Дам за столом оказалось ровно двенадцать, включая княжну. Все они были в нарядах по моде примерно вековой давности (плюс-минус лет десять – пятнадцать, но такие тонкости можно и не принимать в расчет), и все были чем-то похожи друг на друга. Во всяком случае, фамильные черты просматривались отчетливее, чем в облике сценических трех сестер, поскольку актрисы обычно не состоят между собой в родстве.
А эти дамы явно были родственницами и порой обращались друг к другу со словами: сестрица, кузина, тетушка… Причем тетушкой на этот раз именовали вовсе не княжну, хозяйку дома – она для всех была просто Лили. Тетушкой же считали важную, величественную особу, обладательницу такой высокой прически, что можно было сказать с уверенностью – под этими пышными волнами скрыто не менее трех валиков для волос. В 1903 году такая прическа, носившая гордое название «помпадур», была в большой моде.

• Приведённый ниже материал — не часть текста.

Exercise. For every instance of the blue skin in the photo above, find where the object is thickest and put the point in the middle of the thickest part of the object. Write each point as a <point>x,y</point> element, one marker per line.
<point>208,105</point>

Как бы то ни было, сборище дам в доме княжны меньше всего походило на родственный девичник – напряжение, царившее в этой компании, скрыть было невозможно. Хозяйка дома, не в силах сдержать слезы, смахивала их белоснежным кружевным платочком.
Слезы не у всех присутствующих вызывали сочувствие.
– Ты можешь говорить спокойнее, Лили? – строго вопрошала тетушка с «помпадуром». – Ты никогда не умела держать себя в руках, дорогая моя.
– Простите меня, это нервы, – пролепетала княжна, заметно робевшая перед родственницами.
– Я никогда не понимала, что такое «нервы», – отрезала тетушка. – По-моему, это просто распущенность и дурное воспитание. Не забывай, что мы собрались здесь не для того, чтобы любоваться на твои истерики… Хотя, если быть до конца откровенной, я рада побывать в Петербурге даже при таких печальных обстоятельствах. Не могу сказать, что мне так уж уютно в Париже, но все-таки на Сен-Женевьев-де-Буа[18] приличное общество… А я все бросила и принеслась в Петербург по первому твоему зову.